For a single angle single bolt, angle welded to stair stringer(used almost exclusively for stair stringers), you can't ignore it.

I agree. That's part of what makes the single bolt, single angle connection a bit sketchy and only suitable for light loads.

And how's it hard for elastic analysis?

It's not. It's hard for the modern AISC method. These kinds of situations are precisely why I still use the Blodgett method myself, as I mentioned above.

@Lion: you've made some thought provoking points. I'll need to think on it.

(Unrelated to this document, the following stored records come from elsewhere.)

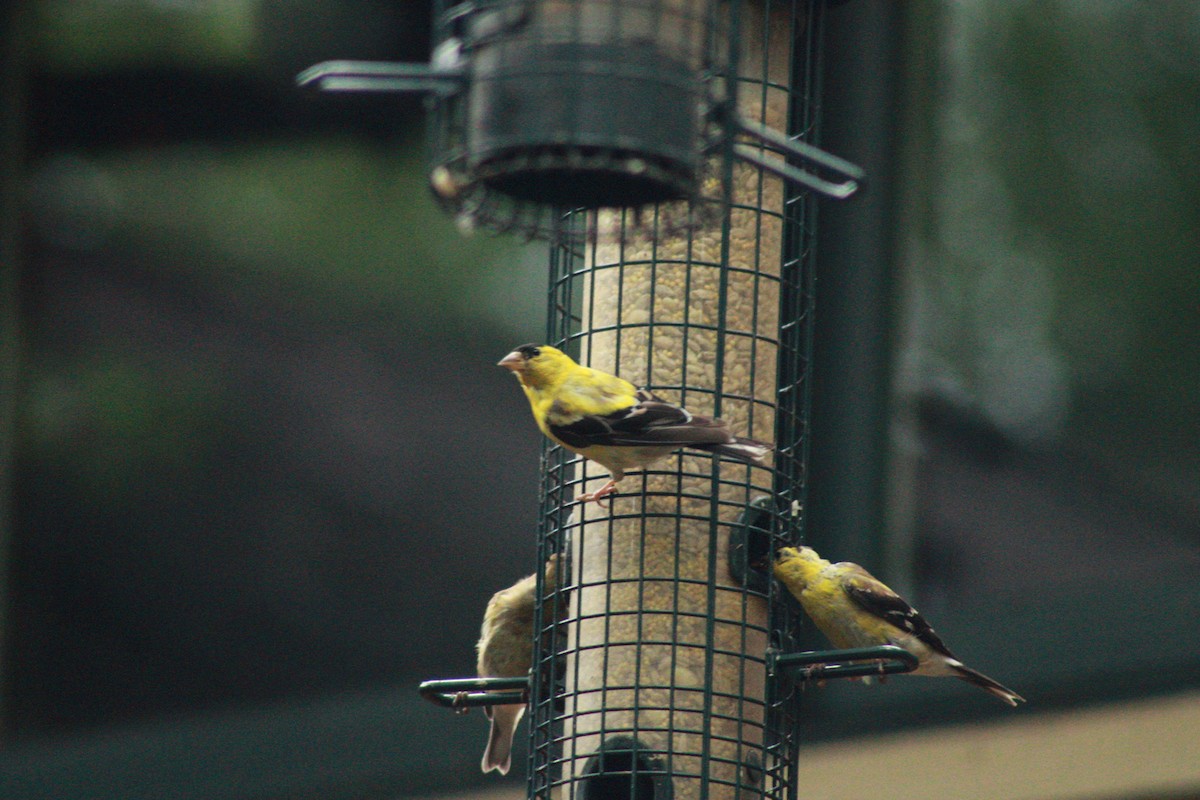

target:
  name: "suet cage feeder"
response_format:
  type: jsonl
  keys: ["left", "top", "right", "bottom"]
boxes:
{"left": 302, "top": 1, "right": 872, "bottom": 799}
{"left": 298, "top": 0, "right": 862, "bottom": 240}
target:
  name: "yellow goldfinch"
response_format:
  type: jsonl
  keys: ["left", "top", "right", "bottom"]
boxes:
{"left": 477, "top": 555, "right": 566, "bottom": 775}
{"left": 773, "top": 546, "right": 1025, "bottom": 706}
{"left": 498, "top": 344, "right": 772, "bottom": 504}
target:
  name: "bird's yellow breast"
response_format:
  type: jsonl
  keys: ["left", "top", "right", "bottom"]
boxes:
{"left": 523, "top": 367, "right": 635, "bottom": 442}
{"left": 776, "top": 554, "right": 877, "bottom": 649}
{"left": 796, "top": 579, "right": 875, "bottom": 650}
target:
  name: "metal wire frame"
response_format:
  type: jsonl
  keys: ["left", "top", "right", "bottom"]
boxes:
{"left": 761, "top": 1, "right": 822, "bottom": 793}
{"left": 526, "top": 3, "right": 827, "bottom": 800}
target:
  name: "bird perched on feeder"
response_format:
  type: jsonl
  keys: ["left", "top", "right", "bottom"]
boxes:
{"left": 498, "top": 344, "right": 772, "bottom": 505}
{"left": 771, "top": 546, "right": 1025, "bottom": 706}
{"left": 477, "top": 555, "right": 567, "bottom": 775}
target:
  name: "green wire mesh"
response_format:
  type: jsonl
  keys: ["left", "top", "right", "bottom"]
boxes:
{"left": 527, "top": 3, "right": 826, "bottom": 799}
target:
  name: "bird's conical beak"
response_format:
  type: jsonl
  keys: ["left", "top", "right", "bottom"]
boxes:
{"left": 497, "top": 351, "right": 524, "bottom": 372}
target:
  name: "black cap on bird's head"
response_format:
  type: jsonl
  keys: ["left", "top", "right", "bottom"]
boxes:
{"left": 499, "top": 345, "right": 535, "bottom": 372}
{"left": 497, "top": 344, "right": 580, "bottom": 390}
{"left": 497, "top": 343, "right": 541, "bottom": 372}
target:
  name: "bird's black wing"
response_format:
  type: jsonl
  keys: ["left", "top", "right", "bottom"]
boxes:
{"left": 546, "top": 390, "right": 733, "bottom": 450}
{"left": 545, "top": 403, "right": 624, "bottom": 449}
{"left": 609, "top": 391, "right": 737, "bottom": 447}
{"left": 841, "top": 565, "right": 956, "bottom": 657}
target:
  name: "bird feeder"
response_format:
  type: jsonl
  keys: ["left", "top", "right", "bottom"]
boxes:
{"left": 521, "top": 3, "right": 856, "bottom": 800}
{"left": 297, "top": 0, "right": 862, "bottom": 239}
{"left": 300, "top": 1, "right": 871, "bottom": 798}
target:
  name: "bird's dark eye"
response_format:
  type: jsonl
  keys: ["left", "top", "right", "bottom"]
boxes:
{"left": 517, "top": 344, "right": 541, "bottom": 359}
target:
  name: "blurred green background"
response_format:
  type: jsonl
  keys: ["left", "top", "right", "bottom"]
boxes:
{"left": 0, "top": 1, "right": 1197, "bottom": 799}
{"left": 3, "top": 3, "right": 550, "bottom": 795}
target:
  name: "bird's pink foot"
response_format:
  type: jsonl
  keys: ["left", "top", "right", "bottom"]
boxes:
{"left": 578, "top": 479, "right": 619, "bottom": 507}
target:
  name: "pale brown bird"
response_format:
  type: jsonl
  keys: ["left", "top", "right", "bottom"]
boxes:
{"left": 477, "top": 555, "right": 567, "bottom": 774}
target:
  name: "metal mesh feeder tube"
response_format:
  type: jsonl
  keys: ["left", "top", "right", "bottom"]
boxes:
{"left": 527, "top": 3, "right": 820, "bottom": 799}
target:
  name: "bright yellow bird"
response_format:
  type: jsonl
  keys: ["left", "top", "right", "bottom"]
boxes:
{"left": 476, "top": 555, "right": 566, "bottom": 775}
{"left": 498, "top": 344, "right": 772, "bottom": 505}
{"left": 773, "top": 546, "right": 1025, "bottom": 706}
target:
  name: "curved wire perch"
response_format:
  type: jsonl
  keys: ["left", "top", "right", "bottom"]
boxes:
{"left": 770, "top": 644, "right": 919, "bottom": 682}
{"left": 418, "top": 676, "right": 531, "bottom": 709}
{"left": 295, "top": 59, "right": 465, "bottom": 95}
{"left": 731, "top": 118, "right": 866, "bottom": 200}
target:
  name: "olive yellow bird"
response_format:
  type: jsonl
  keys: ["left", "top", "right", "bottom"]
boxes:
{"left": 477, "top": 555, "right": 566, "bottom": 775}
{"left": 773, "top": 546, "right": 1024, "bottom": 706}
{"left": 499, "top": 344, "right": 772, "bottom": 504}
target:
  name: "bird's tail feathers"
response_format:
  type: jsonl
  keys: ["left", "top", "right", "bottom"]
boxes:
{"left": 711, "top": 437, "right": 772, "bottom": 465}
{"left": 950, "top": 663, "right": 1025, "bottom": 707}
{"left": 481, "top": 704, "right": 526, "bottom": 775}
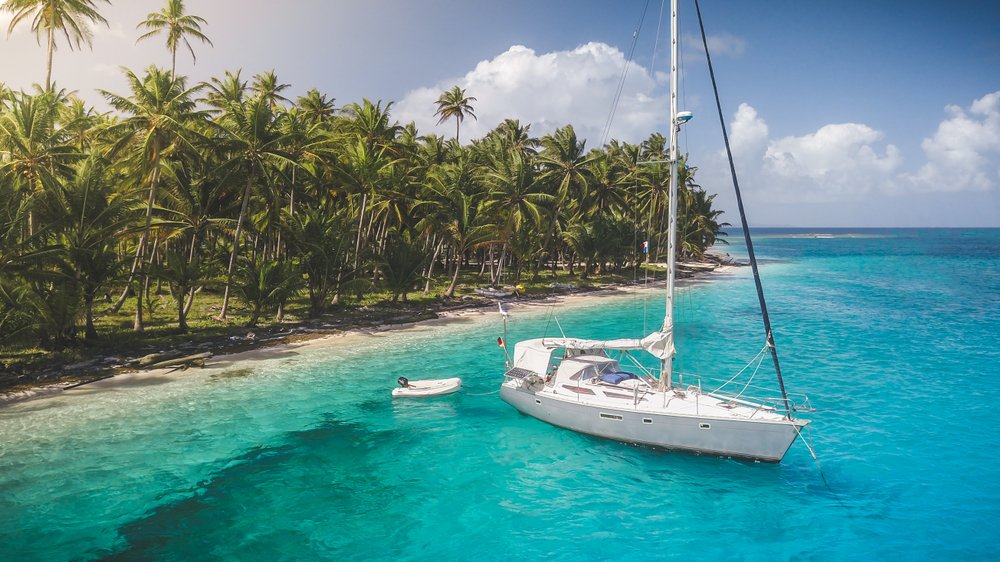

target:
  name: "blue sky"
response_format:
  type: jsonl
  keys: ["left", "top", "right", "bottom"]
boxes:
{"left": 2, "top": 0, "right": 998, "bottom": 227}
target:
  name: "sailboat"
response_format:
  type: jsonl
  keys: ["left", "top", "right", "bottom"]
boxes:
{"left": 498, "top": 0, "right": 809, "bottom": 462}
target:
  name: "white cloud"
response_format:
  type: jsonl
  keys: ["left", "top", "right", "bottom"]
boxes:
{"left": 729, "top": 103, "right": 768, "bottom": 161}
{"left": 709, "top": 92, "right": 1000, "bottom": 206}
{"left": 910, "top": 90, "right": 1000, "bottom": 191}
{"left": 394, "top": 42, "right": 668, "bottom": 145}
{"left": 766, "top": 123, "right": 901, "bottom": 185}
{"left": 711, "top": 103, "right": 903, "bottom": 202}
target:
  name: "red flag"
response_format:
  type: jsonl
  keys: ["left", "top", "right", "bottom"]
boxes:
{"left": 497, "top": 337, "right": 505, "bottom": 348}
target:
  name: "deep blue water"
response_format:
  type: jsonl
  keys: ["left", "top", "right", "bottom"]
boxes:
{"left": 1, "top": 228, "right": 998, "bottom": 560}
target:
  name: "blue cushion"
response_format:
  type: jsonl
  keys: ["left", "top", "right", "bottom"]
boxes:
{"left": 599, "top": 371, "right": 638, "bottom": 384}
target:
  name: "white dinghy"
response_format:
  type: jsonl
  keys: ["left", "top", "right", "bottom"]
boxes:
{"left": 392, "top": 376, "right": 462, "bottom": 398}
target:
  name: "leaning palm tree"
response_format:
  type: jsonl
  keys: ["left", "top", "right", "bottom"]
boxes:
{"left": 211, "top": 93, "right": 293, "bottom": 321}
{"left": 433, "top": 86, "right": 476, "bottom": 143}
{"left": 135, "top": 0, "right": 213, "bottom": 80}
{"left": 422, "top": 157, "right": 492, "bottom": 297}
{"left": 100, "top": 65, "right": 206, "bottom": 330}
{"left": 2, "top": 0, "right": 110, "bottom": 91}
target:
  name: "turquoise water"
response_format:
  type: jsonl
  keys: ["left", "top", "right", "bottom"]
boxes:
{"left": 2, "top": 228, "right": 999, "bottom": 560}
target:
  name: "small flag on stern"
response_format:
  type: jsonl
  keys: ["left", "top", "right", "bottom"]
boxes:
{"left": 497, "top": 337, "right": 505, "bottom": 348}
{"left": 642, "top": 240, "right": 649, "bottom": 254}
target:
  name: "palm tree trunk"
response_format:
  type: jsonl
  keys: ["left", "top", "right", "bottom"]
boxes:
{"left": 184, "top": 286, "right": 199, "bottom": 316}
{"left": 288, "top": 166, "right": 296, "bottom": 216}
{"left": 45, "top": 27, "right": 54, "bottom": 91}
{"left": 424, "top": 237, "right": 443, "bottom": 294}
{"left": 478, "top": 248, "right": 488, "bottom": 279}
{"left": 177, "top": 291, "right": 188, "bottom": 332}
{"left": 218, "top": 172, "right": 254, "bottom": 320}
{"left": 353, "top": 191, "right": 367, "bottom": 269}
{"left": 535, "top": 200, "right": 562, "bottom": 280}
{"left": 115, "top": 145, "right": 161, "bottom": 315}
{"left": 445, "top": 249, "right": 462, "bottom": 298}
{"left": 84, "top": 294, "right": 97, "bottom": 340}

I like to debate structural engineering theory -- a lot. If I challenge you on something, know that I'm doing so because I respect your opinion enough to either change it or adopt it.

 

[Hokie93]

I analyzed a C-shaped weld with eccentric shear just yesterday and found a decent difference between elastic analysis and the instantaneous center of rotation method (Table 8-8 in the 14th edition AISC Manual of Steel Construction). For my case, the elastic method required a 1/2" fillet weld and the instantaneous center of rotation method required a 5/16" fillet weld. This was not too surprising since the elastic method as applied to an eccentric analysis does not take into account the fact that fillet weld strength is a function of the angle between the load and the weld axis.

@Jerehmy: The Gaylord, Gaylord, and Stallmeyer textbook ("Design of Steel Structures", third edition) indicates it "usual practice" to design the outstanding leg connection (the angle leg not attached to the beam web) to fully resist the out-of-plane moment that I believe you are questioning.

 

[Compositepro]

The rubber band curve is an example of hysteresis due to visco-elasticity. At infinitely low strain rate the up and down curves will overlap.

 

[KootK]

Thanks for the rubber band explanation Compositepro.

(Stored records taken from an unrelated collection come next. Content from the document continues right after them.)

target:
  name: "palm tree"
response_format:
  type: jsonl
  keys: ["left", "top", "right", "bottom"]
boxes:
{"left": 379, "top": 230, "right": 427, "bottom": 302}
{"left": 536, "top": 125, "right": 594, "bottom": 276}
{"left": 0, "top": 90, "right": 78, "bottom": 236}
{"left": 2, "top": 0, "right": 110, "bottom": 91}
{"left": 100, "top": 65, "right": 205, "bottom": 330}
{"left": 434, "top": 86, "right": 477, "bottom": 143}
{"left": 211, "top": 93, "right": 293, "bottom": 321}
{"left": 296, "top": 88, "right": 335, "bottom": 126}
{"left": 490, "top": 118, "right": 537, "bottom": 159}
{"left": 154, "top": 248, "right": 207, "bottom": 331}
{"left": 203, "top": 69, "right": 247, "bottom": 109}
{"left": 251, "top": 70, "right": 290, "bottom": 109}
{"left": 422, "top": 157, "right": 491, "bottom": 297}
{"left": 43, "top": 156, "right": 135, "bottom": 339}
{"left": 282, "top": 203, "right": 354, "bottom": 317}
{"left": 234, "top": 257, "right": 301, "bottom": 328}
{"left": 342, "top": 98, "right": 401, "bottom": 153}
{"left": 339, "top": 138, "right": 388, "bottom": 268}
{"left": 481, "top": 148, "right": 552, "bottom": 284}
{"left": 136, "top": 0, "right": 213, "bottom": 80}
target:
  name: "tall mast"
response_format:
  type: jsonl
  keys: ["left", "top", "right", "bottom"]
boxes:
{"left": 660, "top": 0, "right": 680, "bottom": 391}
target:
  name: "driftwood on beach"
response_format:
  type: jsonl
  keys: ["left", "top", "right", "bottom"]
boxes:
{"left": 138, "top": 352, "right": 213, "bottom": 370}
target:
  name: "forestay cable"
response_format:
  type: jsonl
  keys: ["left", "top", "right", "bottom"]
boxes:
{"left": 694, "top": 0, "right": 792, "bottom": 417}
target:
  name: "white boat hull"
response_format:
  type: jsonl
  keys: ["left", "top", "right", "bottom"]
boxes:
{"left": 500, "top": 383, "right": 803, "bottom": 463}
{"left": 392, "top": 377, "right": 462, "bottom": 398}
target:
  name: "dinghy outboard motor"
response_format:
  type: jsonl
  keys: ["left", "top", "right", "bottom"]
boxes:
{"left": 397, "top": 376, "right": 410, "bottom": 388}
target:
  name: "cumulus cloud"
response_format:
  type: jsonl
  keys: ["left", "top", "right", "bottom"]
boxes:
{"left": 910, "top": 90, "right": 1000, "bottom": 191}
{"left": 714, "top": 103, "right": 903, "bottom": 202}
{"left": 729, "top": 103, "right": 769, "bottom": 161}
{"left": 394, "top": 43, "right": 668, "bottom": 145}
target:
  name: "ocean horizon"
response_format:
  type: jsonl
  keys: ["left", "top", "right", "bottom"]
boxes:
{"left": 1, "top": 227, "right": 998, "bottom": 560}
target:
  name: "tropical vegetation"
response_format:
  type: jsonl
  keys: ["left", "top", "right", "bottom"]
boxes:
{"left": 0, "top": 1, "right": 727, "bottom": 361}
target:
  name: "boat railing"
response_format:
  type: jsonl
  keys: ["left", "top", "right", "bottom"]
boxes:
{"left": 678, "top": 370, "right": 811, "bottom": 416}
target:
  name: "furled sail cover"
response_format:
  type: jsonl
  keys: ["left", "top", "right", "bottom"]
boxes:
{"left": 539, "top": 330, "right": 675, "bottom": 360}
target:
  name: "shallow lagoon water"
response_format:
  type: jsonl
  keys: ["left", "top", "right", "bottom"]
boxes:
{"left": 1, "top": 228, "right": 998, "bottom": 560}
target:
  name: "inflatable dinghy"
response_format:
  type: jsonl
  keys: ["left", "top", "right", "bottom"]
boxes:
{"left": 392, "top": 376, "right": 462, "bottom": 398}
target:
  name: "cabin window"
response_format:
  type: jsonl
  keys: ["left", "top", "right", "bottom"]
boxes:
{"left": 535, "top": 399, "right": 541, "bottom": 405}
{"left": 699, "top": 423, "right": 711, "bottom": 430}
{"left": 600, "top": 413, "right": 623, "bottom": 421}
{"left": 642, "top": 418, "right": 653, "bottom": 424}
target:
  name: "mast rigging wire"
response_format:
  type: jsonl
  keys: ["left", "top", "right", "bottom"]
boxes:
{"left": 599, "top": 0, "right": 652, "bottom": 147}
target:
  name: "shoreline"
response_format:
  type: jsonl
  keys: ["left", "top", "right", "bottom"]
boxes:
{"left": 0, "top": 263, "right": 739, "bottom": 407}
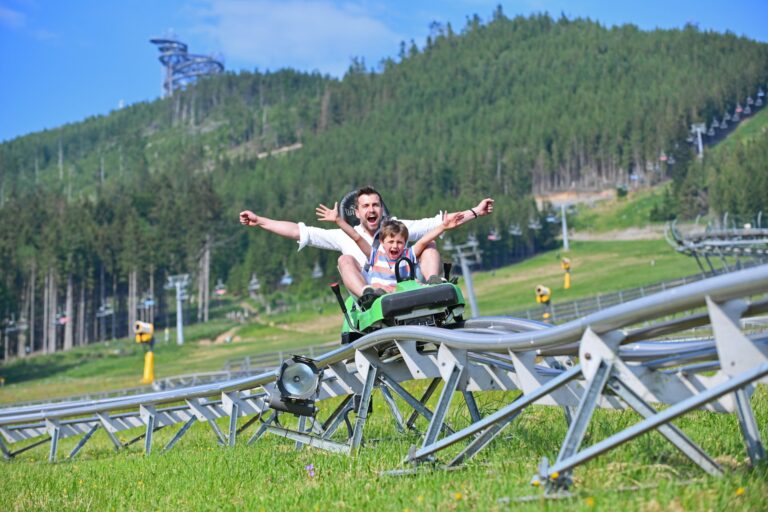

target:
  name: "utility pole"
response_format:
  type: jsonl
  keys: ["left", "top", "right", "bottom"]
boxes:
{"left": 690, "top": 123, "right": 707, "bottom": 159}
{"left": 443, "top": 235, "right": 482, "bottom": 318}
{"left": 561, "top": 204, "right": 569, "bottom": 252}
{"left": 166, "top": 274, "right": 189, "bottom": 345}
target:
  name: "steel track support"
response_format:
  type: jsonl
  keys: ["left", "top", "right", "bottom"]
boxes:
{"left": 734, "top": 387, "right": 766, "bottom": 465}
{"left": 350, "top": 364, "right": 378, "bottom": 454}
{"left": 247, "top": 411, "right": 277, "bottom": 446}
{"left": 236, "top": 413, "right": 262, "bottom": 436}
{"left": 544, "top": 362, "right": 768, "bottom": 481}
{"left": 68, "top": 423, "right": 100, "bottom": 460}
{"left": 207, "top": 417, "right": 227, "bottom": 446}
{"left": 163, "top": 417, "right": 197, "bottom": 453}
{"left": 462, "top": 391, "right": 482, "bottom": 423}
{"left": 379, "top": 385, "right": 406, "bottom": 434}
{"left": 264, "top": 424, "right": 351, "bottom": 454}
{"left": 295, "top": 416, "right": 307, "bottom": 450}
{"left": 541, "top": 360, "right": 612, "bottom": 491}
{"left": 608, "top": 377, "right": 722, "bottom": 476}
{"left": 141, "top": 405, "right": 156, "bottom": 456}
{"left": 447, "top": 411, "right": 521, "bottom": 467}
{"left": 2, "top": 436, "right": 51, "bottom": 459}
{"left": 406, "top": 378, "right": 441, "bottom": 431}
{"left": 410, "top": 364, "right": 582, "bottom": 463}
{"left": 377, "top": 370, "right": 454, "bottom": 435}
{"left": 228, "top": 401, "right": 240, "bottom": 447}
{"left": 0, "top": 436, "right": 11, "bottom": 460}
{"left": 320, "top": 396, "right": 354, "bottom": 440}
{"left": 46, "top": 419, "right": 60, "bottom": 463}
{"left": 422, "top": 363, "right": 463, "bottom": 449}
{"left": 97, "top": 412, "right": 125, "bottom": 451}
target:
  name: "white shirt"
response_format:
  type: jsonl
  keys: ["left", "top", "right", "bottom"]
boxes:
{"left": 297, "top": 214, "right": 444, "bottom": 266}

I now believe that some of the statements that I made above were wrong. Having consulted my college material science textbook and some other sources, here's my current understanding of things:

1) Ductility is a subset of the plasticity phenomenon which also includes malleability. Ductility involves plastic behaviour and permanent deformation.

2) Depending on how things shake out in the IC analysis, some weld segments may indeed plastify. So a weld group can often be said to be partially plastic at design capacity.

3) In the case of a circular arc fillet weld with its focal point at the IC, the entire weld may plastify before reaching its ultimate strength.

I like to debate structural engineering theory -- a lot. If I challenge you on something, know that I'm doing so because I respect your opinion enough to either change it or adopt it.

 

[Jerehmy]

in AISC 2010 equation J2-7

M_n = Σ[F_nwiyA_wei(x_i) - F_nwixA_wei(y_i)]

is the subtraction of the x component because the x and y stress vectors will always be opposite in sign?

 

[Jerehmy]

x and y components of the stress vector*

 

[KootK]

It's just consistency with the sign conventions used. A positive Fx multiplied by a positive Y produces a negative moment.

I like to debate structural engineering theory -- a lot. If I challenge you on something, know that I'm doing so because I respect your opinion enough to either change it or adopt it.